While the market increases the yields from U.S. Treasury bonds, regional banks can now place that extra money back into the Treasury bond market in order to receive greater returns.
“Banks will now make bigger profits, simply by turning the lights on and capturing that increased spread between your CD versus higher yielding Treasurys,” explained Cramer, according to Yahoo Finance. “Largely these banks make their money from three areas: fees for services, loans, and certificate of deposits.”
Although the spread between what regional banks are paying depositors through certificate of deposit rates and what they’re earning on U.S. Treasury bonds isn’t exceptionally large, it is growing consistently bigger.

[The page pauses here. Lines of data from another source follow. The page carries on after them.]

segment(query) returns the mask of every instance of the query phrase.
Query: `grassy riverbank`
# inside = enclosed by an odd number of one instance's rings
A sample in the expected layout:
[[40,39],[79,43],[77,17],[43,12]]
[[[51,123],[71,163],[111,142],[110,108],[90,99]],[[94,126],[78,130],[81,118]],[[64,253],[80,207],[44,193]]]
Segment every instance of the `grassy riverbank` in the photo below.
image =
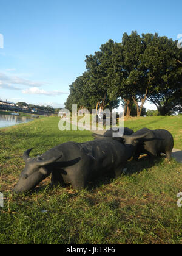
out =
[[[182,165],[174,160],[157,158],[152,166],[144,156],[129,162],[118,179],[99,178],[81,191],[51,188],[49,177],[31,193],[11,194],[25,149],[33,148],[33,157],[64,142],[93,140],[89,131],[61,132],[59,120],[0,129],[0,243],[182,243],[182,207],[177,205]],[[132,118],[124,126],[166,129],[182,149],[182,116]]]
[[30,117],[32,115],[39,116],[39,115],[34,114],[33,113],[24,113],[24,112],[17,112],[15,111],[3,111],[3,110],[0,111],[0,114],[2,114],[2,115],[11,115],[12,113],[18,113],[19,115],[19,116]]

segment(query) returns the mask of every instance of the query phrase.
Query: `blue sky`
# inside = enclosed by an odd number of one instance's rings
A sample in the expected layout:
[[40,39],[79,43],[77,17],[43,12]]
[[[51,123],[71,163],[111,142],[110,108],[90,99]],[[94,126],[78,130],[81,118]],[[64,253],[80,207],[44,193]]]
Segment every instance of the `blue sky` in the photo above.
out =
[[63,107],[85,56],[124,32],[182,33],[179,0],[0,0],[0,98],[15,102]]

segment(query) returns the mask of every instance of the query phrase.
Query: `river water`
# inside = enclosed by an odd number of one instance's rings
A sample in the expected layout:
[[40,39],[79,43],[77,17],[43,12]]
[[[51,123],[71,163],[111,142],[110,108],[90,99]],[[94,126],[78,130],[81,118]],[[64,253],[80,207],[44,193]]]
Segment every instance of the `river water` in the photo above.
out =
[[21,123],[30,122],[33,120],[30,116],[19,116],[11,115],[0,114],[0,128],[14,126]]

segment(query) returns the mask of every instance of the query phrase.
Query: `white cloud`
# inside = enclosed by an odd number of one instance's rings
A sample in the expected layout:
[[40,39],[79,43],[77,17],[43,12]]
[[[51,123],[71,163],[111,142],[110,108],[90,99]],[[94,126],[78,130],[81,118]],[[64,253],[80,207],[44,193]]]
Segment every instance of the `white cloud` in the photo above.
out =
[[1,89],[7,89],[7,90],[21,90],[19,88],[12,85],[11,84],[2,83],[1,80],[0,80],[0,88]]
[[60,91],[45,91],[43,89],[39,89],[37,87],[32,87],[22,91],[25,94],[41,94],[47,96],[56,96],[61,94],[67,94],[67,93],[64,93]]
[[0,82],[3,83],[20,84],[33,87],[39,87],[44,84],[44,83],[42,82],[32,82],[29,80],[19,77],[16,76],[12,76],[4,73],[0,73]]

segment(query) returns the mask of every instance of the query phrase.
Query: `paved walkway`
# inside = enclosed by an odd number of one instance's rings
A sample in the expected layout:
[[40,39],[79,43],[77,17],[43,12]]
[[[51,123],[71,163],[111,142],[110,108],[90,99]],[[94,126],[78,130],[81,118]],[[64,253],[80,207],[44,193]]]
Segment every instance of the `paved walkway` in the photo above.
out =
[[[75,125],[77,124],[76,123],[76,122],[72,122],[72,124],[75,124]],[[86,130],[90,130],[90,126],[88,125],[88,124],[86,124],[86,126],[84,126],[84,128]],[[105,132],[106,132],[105,130],[95,130],[95,131],[93,131],[93,133],[96,133],[96,134],[103,135]],[[179,163],[182,163],[182,150],[173,149],[172,152],[172,157],[173,158],[174,158]]]

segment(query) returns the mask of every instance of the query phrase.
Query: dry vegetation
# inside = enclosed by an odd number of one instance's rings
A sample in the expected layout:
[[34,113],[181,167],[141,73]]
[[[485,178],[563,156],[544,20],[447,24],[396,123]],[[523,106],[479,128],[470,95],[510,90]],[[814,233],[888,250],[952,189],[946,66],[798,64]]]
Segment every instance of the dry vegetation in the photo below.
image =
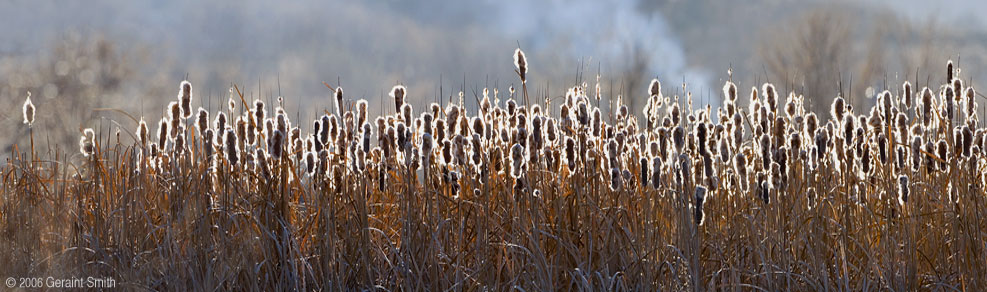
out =
[[951,63],[946,84],[864,109],[836,97],[819,116],[771,84],[740,108],[728,82],[713,110],[655,80],[642,121],[587,85],[529,97],[520,51],[515,66],[521,89],[484,90],[475,109],[460,95],[416,112],[395,86],[374,118],[327,85],[334,110],[308,133],[238,88],[196,111],[182,82],[161,120],[87,129],[71,153],[15,148],[0,275],[199,291],[987,286],[987,145]]

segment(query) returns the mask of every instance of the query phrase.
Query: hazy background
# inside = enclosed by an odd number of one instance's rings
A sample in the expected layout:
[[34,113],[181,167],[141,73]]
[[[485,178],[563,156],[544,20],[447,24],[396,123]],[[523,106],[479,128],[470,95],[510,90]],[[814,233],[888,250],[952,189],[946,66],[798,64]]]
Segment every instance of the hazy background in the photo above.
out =
[[[468,2],[468,3],[467,3]],[[286,99],[309,120],[332,107],[322,85],[380,102],[401,83],[423,105],[483,87],[517,85],[512,53],[527,52],[529,93],[559,97],[600,73],[604,98],[640,112],[646,83],[666,95],[687,82],[697,103],[718,104],[730,78],[745,97],[765,81],[825,111],[839,93],[856,104],[867,87],[945,78],[945,62],[982,84],[987,23],[981,1],[40,1],[0,4],[0,137],[26,147],[20,106],[38,107],[35,137],[76,151],[82,128],[130,137],[161,117],[188,76],[195,106],[216,110],[237,84],[248,101]],[[841,78],[842,77],[842,78]],[[852,86],[850,85],[852,83]],[[557,104],[557,103],[556,103]],[[558,109],[553,106],[552,113]],[[306,131],[309,122],[297,122]],[[153,128],[152,128],[153,130]]]

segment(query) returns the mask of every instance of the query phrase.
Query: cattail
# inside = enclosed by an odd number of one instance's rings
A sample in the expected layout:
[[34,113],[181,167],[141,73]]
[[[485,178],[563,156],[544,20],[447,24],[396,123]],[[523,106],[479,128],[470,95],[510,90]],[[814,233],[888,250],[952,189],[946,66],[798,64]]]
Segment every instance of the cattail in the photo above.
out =
[[209,128],[209,112],[206,109],[199,107],[199,116],[196,117],[195,125],[199,133],[205,132]]
[[904,206],[908,202],[909,192],[908,176],[898,176],[898,204]]
[[144,117],[141,117],[141,121],[137,123],[137,142],[139,142],[141,146],[147,145],[147,135],[147,123],[144,122]]
[[846,113],[846,101],[843,100],[843,96],[837,96],[833,99],[833,105],[830,108],[830,114],[837,121],[843,120],[843,114]]
[[79,139],[79,152],[82,153],[83,157],[89,157],[96,152],[95,141],[96,132],[92,128],[86,128],[82,131],[82,138]]
[[620,169],[618,169],[616,167],[610,169],[610,190],[611,191],[616,191],[616,190],[619,190],[621,188],[621,184],[623,183],[623,181],[621,179],[621,176],[622,176],[622,174],[620,173]]
[[270,148],[268,152],[271,152],[271,157],[281,159],[281,154],[284,151],[284,132],[275,130],[268,145]]
[[946,112],[946,120],[952,121],[956,113],[956,102],[953,98],[955,97],[955,92],[953,92],[952,87],[946,87],[943,89],[943,107]]
[[768,103],[768,111],[772,113],[778,112],[778,93],[775,92],[775,86],[771,83],[765,83],[761,86],[764,91],[764,99]]
[[187,119],[192,116],[192,83],[184,80],[179,88],[178,98],[182,101],[182,118]]
[[905,109],[912,108],[912,104],[914,102],[914,97],[912,95],[912,83],[905,81],[905,83],[901,85],[901,103],[905,105]]
[[305,173],[315,174],[315,152],[305,152]]
[[[178,102],[172,101],[171,103],[168,104],[168,109],[169,109],[169,112],[171,113],[171,115],[169,116],[169,118],[171,120],[171,127],[172,127],[172,129],[178,128],[178,125],[181,124],[181,122],[182,122],[182,117],[181,117],[181,115],[182,115],[182,109],[181,109],[181,106],[178,104]],[[172,130],[172,132],[174,132],[174,130]]]
[[692,158],[687,154],[679,155],[678,183],[686,185],[692,182]]
[[926,128],[932,126],[932,90],[928,87],[922,88],[921,116],[922,125]]
[[723,96],[727,98],[728,102],[737,102],[737,85],[733,84],[731,81],[727,81],[723,84]]
[[[446,141],[448,143],[448,141]],[[511,146],[511,177],[518,179],[521,177],[521,172],[524,163],[524,147],[521,144],[515,143]]]
[[737,172],[737,176],[740,178],[740,187],[744,192],[748,189],[747,184],[747,158],[744,156],[743,152],[738,151],[737,155],[733,158],[733,169]]
[[661,166],[663,162],[660,156],[655,156],[651,159],[651,186],[654,189],[658,189],[661,186]]
[[226,132],[226,114],[220,111],[216,114],[216,121],[214,122],[213,128],[220,133]]
[[362,146],[363,146],[363,152],[366,152],[366,153],[370,153],[370,135],[371,135],[371,132],[370,132],[370,124],[369,123],[364,123],[363,124],[363,141],[362,141],[363,144],[362,144]]
[[356,124],[363,125],[367,122],[367,100],[356,101]]
[[912,137],[912,141],[911,141],[911,145],[910,145],[910,147],[912,149],[912,156],[911,156],[912,171],[918,171],[919,170],[919,167],[921,167],[921,164],[922,164],[922,151],[920,149],[922,147],[922,144],[923,144],[922,143],[922,136],[919,135],[919,136],[913,136]]
[[212,144],[213,135],[214,135],[214,133],[213,133],[213,130],[212,129],[206,129],[206,131],[202,133],[202,145],[203,145],[202,148],[205,148],[206,157],[207,158],[209,156],[212,156],[212,151],[213,151],[213,144]]
[[264,122],[264,119],[267,118],[267,112],[264,111],[264,101],[263,100],[259,100],[258,99],[258,100],[255,100],[254,101],[254,112],[253,112],[253,114],[254,114],[254,123],[255,124],[263,123]]
[[226,160],[230,162],[230,165],[236,165],[239,161],[240,151],[236,147],[236,132],[233,129],[228,129],[226,131]]
[[706,187],[704,187],[704,186],[696,186],[696,197],[695,198],[696,198],[696,204],[695,204],[695,207],[694,207],[695,208],[694,209],[695,210],[695,215],[693,217],[695,219],[696,226],[702,226],[703,225],[703,217],[705,217],[704,216],[705,213],[703,212],[703,203],[705,203],[705,201],[706,201]]
[[963,92],[963,96],[964,96],[967,118],[971,120],[976,120],[973,117],[977,115],[977,100],[976,100],[977,92],[973,90],[972,86],[967,87],[966,91]]
[[953,60],[946,62],[946,82],[953,81]]
[[168,119],[161,118],[161,123],[158,126],[158,143],[164,148],[166,141],[168,141]]
[[528,80],[528,61],[524,58],[524,52],[521,51],[521,48],[514,50],[514,67],[517,68],[518,76],[521,77],[521,84],[526,83]]
[[[179,126],[181,127],[181,126]],[[185,135],[175,136],[175,152],[184,153],[185,152]]]
[[24,124],[28,127],[34,125],[34,104],[31,103],[31,92],[27,92],[27,99],[24,100]]
[[970,158],[971,151],[973,148],[973,131],[970,130],[970,127],[963,126],[963,128],[960,130],[960,136],[963,137],[963,143],[962,143],[963,157]]
[[949,161],[949,147],[946,140],[939,139],[936,142],[936,155],[939,156],[939,170],[946,170],[946,162]]
[[676,126],[672,131],[672,141],[675,145],[675,151],[681,153],[682,148],[685,147],[685,129],[682,126]]

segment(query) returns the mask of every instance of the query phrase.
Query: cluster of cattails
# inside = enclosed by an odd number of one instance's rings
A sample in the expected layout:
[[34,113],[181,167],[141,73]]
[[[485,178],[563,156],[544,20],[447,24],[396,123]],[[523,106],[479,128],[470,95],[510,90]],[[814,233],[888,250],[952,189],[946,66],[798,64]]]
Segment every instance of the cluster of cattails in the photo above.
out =
[[[515,51],[514,61],[524,82],[524,53]],[[701,225],[703,204],[717,192],[770,204],[797,192],[793,186],[805,180],[837,177],[858,184],[851,190],[866,192],[868,180],[890,178],[904,204],[910,177],[943,175],[953,165],[983,167],[987,139],[978,124],[976,93],[949,67],[948,82],[939,88],[904,82],[877,94],[875,104],[862,111],[837,96],[828,115],[810,112],[806,97],[770,83],[752,86],[742,107],[738,85],[727,81],[722,107],[695,108],[691,95],[683,103],[664,94],[655,79],[642,94],[643,124],[620,101],[607,108],[591,102],[593,88],[586,84],[567,88],[551,108],[516,101],[511,87],[505,101],[497,89],[484,89],[475,108],[460,93],[458,103],[432,103],[420,112],[408,102],[408,88],[397,85],[389,94],[393,110],[379,117],[370,116],[366,100],[348,102],[335,87],[337,110],[309,124],[293,123],[281,98],[238,108],[232,92],[225,110],[193,112],[192,86],[183,81],[157,135],[141,118],[136,137],[143,159],[157,171],[167,171],[162,160],[189,157],[207,162],[213,172],[269,178],[275,166],[291,162],[292,179],[337,185],[355,175],[387,191],[389,173],[400,171],[434,176],[432,182],[448,184],[455,194],[464,179],[509,179],[522,189],[552,180],[597,181],[613,192],[692,193]],[[598,85],[592,95],[600,98]],[[31,120],[28,100],[25,122]],[[311,131],[300,125],[311,125]],[[85,155],[94,152],[93,136],[87,130],[80,140]]]

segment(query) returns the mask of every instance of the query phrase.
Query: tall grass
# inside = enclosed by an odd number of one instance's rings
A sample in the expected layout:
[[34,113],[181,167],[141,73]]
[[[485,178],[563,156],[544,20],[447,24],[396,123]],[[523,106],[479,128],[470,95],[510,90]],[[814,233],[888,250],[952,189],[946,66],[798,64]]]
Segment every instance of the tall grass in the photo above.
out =
[[560,105],[527,100],[520,50],[515,65],[523,103],[512,87],[505,102],[484,90],[476,109],[416,113],[395,86],[392,112],[370,117],[327,85],[337,110],[307,133],[282,102],[251,108],[238,89],[190,118],[182,82],[157,137],[141,117],[123,131],[133,144],[86,130],[79,151],[15,148],[0,276],[133,290],[987,286],[987,145],[962,82],[916,91],[914,107],[907,82],[870,109],[837,97],[817,117],[771,84],[745,110],[727,82],[714,111],[681,108],[655,80],[639,123],[587,85]]

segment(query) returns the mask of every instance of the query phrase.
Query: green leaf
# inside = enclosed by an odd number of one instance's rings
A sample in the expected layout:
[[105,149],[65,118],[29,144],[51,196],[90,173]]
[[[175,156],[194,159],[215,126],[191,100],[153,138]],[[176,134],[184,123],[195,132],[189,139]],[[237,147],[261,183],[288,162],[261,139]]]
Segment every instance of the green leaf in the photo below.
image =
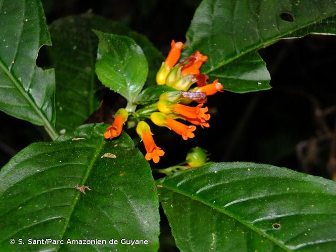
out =
[[75,130],[99,105],[96,91],[99,81],[95,64],[98,40],[92,29],[125,35],[144,50],[150,67],[149,79],[155,81],[162,55],[145,36],[122,24],[86,13],[63,18],[49,26],[53,46],[49,50],[56,74],[56,128]]
[[0,1],[0,110],[44,126],[52,139],[55,125],[55,76],[35,60],[50,45],[39,0]]
[[[284,13],[290,13],[294,22],[282,20]],[[189,48],[185,55],[196,50],[207,55],[209,61],[202,71],[219,78],[224,89],[239,93],[264,90],[270,87],[261,58],[254,53],[255,63],[250,65],[239,58],[296,31],[301,30],[300,36],[314,32],[310,29],[314,24],[323,27],[321,21],[335,14],[333,0],[204,0],[187,32]],[[328,25],[334,27],[330,22]],[[305,31],[306,27],[309,29]],[[237,75],[241,71],[245,74],[243,80]],[[230,78],[221,79],[227,76]]]
[[[3,250],[157,250],[158,200],[150,167],[125,134],[105,141],[107,127],[87,124],[52,143],[33,144],[1,169]],[[106,153],[111,158],[103,157]],[[77,185],[91,191],[84,194]],[[105,239],[107,244],[33,245],[28,238]],[[122,238],[149,243],[122,245]],[[9,243],[11,238],[17,245]],[[25,244],[17,245],[19,238]],[[109,245],[110,239],[119,244]]]
[[271,76],[266,64],[254,51],[210,72],[209,76],[223,80],[224,89],[236,93],[271,88],[269,84]]
[[148,73],[148,64],[142,49],[127,37],[95,32],[99,39],[96,63],[98,79],[131,104]]
[[166,85],[151,86],[144,89],[137,97],[134,103],[137,104],[146,104],[157,101],[165,92],[176,91],[175,88]]
[[158,182],[181,251],[332,251],[336,246],[331,180],[235,162],[187,170]]

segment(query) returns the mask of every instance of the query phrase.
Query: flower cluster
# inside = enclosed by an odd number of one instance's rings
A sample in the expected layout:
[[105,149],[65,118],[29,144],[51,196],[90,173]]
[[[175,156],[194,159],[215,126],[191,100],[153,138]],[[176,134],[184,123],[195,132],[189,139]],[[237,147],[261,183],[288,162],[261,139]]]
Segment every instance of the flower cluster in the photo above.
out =
[[[204,105],[207,102],[207,96],[222,92],[223,86],[218,80],[208,84],[207,81],[209,77],[200,73],[200,67],[208,60],[207,56],[196,51],[190,56],[180,60],[183,44],[173,40],[167,58],[157,74],[156,82],[159,85],[165,85],[176,91],[162,94],[158,101],[153,104],[155,109],[148,117],[156,125],[167,127],[186,140],[194,137],[193,132],[196,126],[202,128],[210,127],[208,121],[210,114],[208,113],[208,107]],[[195,86],[193,87],[194,84]],[[198,104],[189,106],[192,102]],[[105,133],[106,139],[112,139],[120,135],[128,113],[125,109],[121,108],[115,115],[113,124]],[[181,122],[178,119],[189,122],[191,125]],[[165,153],[156,146],[149,125],[145,121],[139,121],[137,132],[144,142],[147,152],[146,160],[152,159],[155,163],[158,163],[160,157]]]

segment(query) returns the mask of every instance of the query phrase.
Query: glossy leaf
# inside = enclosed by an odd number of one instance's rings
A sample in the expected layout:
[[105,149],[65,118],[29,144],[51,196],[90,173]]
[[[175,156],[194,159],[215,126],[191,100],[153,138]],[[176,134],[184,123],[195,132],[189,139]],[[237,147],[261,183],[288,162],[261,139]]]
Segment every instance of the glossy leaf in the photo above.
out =
[[157,101],[160,96],[165,92],[176,91],[168,86],[155,85],[148,87],[143,91],[137,97],[135,103],[146,104]]
[[49,52],[56,74],[58,131],[74,130],[99,107],[96,90],[99,82],[95,73],[98,40],[93,29],[133,38],[148,61],[150,81],[155,80],[162,61],[161,53],[145,36],[120,23],[91,13],[54,21],[49,26],[53,43]]
[[270,89],[271,76],[258,53],[251,52],[209,74],[223,80],[224,89],[236,93]]
[[131,104],[141,91],[148,64],[133,39],[95,31],[99,39],[96,73],[103,85],[120,94]]
[[0,2],[0,109],[55,139],[54,71],[35,64],[40,48],[51,44],[39,0]]
[[235,162],[187,170],[157,182],[181,251],[332,251],[336,246],[334,181]]
[[[282,20],[284,13],[291,15],[294,21]],[[262,59],[254,54],[255,62],[247,64],[246,58],[239,58],[297,31],[300,36],[313,33],[314,24],[321,24],[335,14],[336,3],[331,0],[204,0],[187,33],[189,48],[185,55],[196,50],[207,55],[203,71],[219,78],[224,89],[239,93],[264,90],[270,87]],[[243,80],[237,75],[240,71]],[[221,79],[225,76],[229,78]]]
[[[3,250],[157,250],[158,201],[150,167],[125,134],[106,141],[107,126],[87,124],[52,143],[33,144],[1,169]],[[77,185],[91,191],[84,194]],[[107,244],[33,245],[28,238],[98,239]],[[149,244],[122,245],[123,238]],[[11,245],[11,238],[22,238],[25,244]],[[118,244],[109,245],[111,239]]]

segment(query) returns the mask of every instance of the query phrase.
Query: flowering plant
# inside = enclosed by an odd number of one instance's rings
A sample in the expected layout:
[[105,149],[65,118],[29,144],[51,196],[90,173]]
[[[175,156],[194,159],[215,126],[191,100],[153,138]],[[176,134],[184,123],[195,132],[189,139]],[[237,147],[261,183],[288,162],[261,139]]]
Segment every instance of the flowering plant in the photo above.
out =
[[0,1],[0,250],[334,250],[336,2],[173,2]]

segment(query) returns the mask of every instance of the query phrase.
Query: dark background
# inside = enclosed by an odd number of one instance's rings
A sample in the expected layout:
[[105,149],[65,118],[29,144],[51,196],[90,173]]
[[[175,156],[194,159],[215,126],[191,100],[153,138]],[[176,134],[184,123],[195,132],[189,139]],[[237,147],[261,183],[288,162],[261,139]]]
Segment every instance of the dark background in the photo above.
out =
[[[92,11],[147,35],[165,55],[171,39],[185,41],[199,2],[42,0],[48,24]],[[213,161],[269,163],[332,178],[336,174],[335,45],[336,37],[309,35],[260,50],[272,89],[210,97],[211,127],[197,129],[191,140],[184,141],[166,128],[153,128],[156,143],[166,154],[153,167],[181,162],[189,149],[200,146]],[[225,86],[225,80],[220,81]],[[48,140],[43,129],[2,112],[0,121],[0,166],[30,144]],[[166,248],[162,249],[172,250],[173,241],[163,218],[161,242]]]

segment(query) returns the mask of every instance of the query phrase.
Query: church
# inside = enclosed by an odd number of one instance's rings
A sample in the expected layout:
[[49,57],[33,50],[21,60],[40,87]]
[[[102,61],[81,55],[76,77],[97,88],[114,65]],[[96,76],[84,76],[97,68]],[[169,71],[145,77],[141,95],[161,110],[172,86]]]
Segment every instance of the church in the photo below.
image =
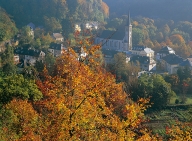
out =
[[95,38],[95,44],[100,44],[104,54],[105,64],[114,61],[114,55],[118,52],[126,54],[126,62],[140,63],[141,70],[156,70],[154,51],[146,46],[132,46],[132,25],[130,13],[124,31],[104,30],[100,36]]
[[130,14],[128,14],[125,31],[104,30],[100,36],[95,38],[95,44],[101,44],[102,49],[127,52],[132,50],[132,25]]

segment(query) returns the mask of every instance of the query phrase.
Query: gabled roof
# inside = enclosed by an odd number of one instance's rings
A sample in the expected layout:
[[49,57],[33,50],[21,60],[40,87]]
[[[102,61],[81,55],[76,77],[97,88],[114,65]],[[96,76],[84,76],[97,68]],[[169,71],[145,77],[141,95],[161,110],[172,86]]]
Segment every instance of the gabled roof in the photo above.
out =
[[110,56],[110,57],[114,57],[115,54],[118,53],[118,51],[115,51],[115,50],[107,50],[107,49],[102,49],[101,50],[103,55],[106,57],[106,56]]
[[160,49],[160,51],[158,51],[158,53],[175,54],[175,51],[169,46],[164,46]]
[[104,30],[99,38],[103,39],[113,39],[113,40],[123,40],[125,37],[125,33],[121,31],[110,31],[110,30]]
[[29,26],[31,29],[35,30],[35,25],[32,22],[30,22],[27,26]]
[[61,33],[53,33],[53,37],[54,37],[55,39],[57,39],[57,38],[63,38],[63,36],[61,35]]
[[154,51],[153,51],[151,48],[148,48],[148,47],[145,48],[144,51],[145,51],[146,53],[151,53],[151,52],[154,53]]
[[192,58],[187,58],[183,62],[179,64],[182,67],[191,67],[192,66]]
[[40,51],[40,50],[31,49],[31,48],[27,49],[27,48],[22,48],[22,47],[16,48],[14,50],[15,54],[29,55],[29,56],[34,56],[34,57],[39,57],[41,52],[42,51]]
[[150,58],[147,56],[134,55],[131,57],[130,62],[139,62],[140,64],[150,64]]
[[50,44],[50,48],[51,49],[55,49],[55,50],[61,50],[61,44],[57,44],[57,43],[51,43]]
[[162,60],[166,61],[170,65],[176,65],[176,64],[180,64],[181,62],[183,62],[183,58],[181,58],[180,56],[178,56],[176,54],[169,54],[169,55],[163,57]]
[[135,46],[135,47],[132,47],[132,50],[134,50],[134,51],[142,51],[145,48],[147,48],[147,47],[146,46]]

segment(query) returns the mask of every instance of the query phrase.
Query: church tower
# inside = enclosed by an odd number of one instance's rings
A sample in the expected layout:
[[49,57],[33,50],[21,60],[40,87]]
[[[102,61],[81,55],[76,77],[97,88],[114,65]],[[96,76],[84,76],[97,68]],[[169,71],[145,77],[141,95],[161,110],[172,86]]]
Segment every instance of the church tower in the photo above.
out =
[[132,25],[130,20],[130,12],[128,13],[127,23],[125,25],[125,39],[127,41],[128,51],[132,50]]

“It’s especially the case with the five-year Treasury, where banks are now making almost double the money on that note than what they’re paying you for five year CDs,” Cramer said.
RF, KEY, HBAN – All Set to Rally According to Cramer
KeyCorp (KEY) is another regional bank where there have been big surges in volume of stock all year, indicating big institutional investors are buying up shares. The CNBC Mad Money host predicts an increase in stock value and trading by the end of the year for KeyCorp, a vote of confidence regarding high profit returns and business performance for the regional bank.
Stock with Huntington Bancshares (HBAN) has also shown extraordinary strength relative to regional banks in general. The stock could be drawing strength from big institutional buyers while potentially increasing in value as the year goes on.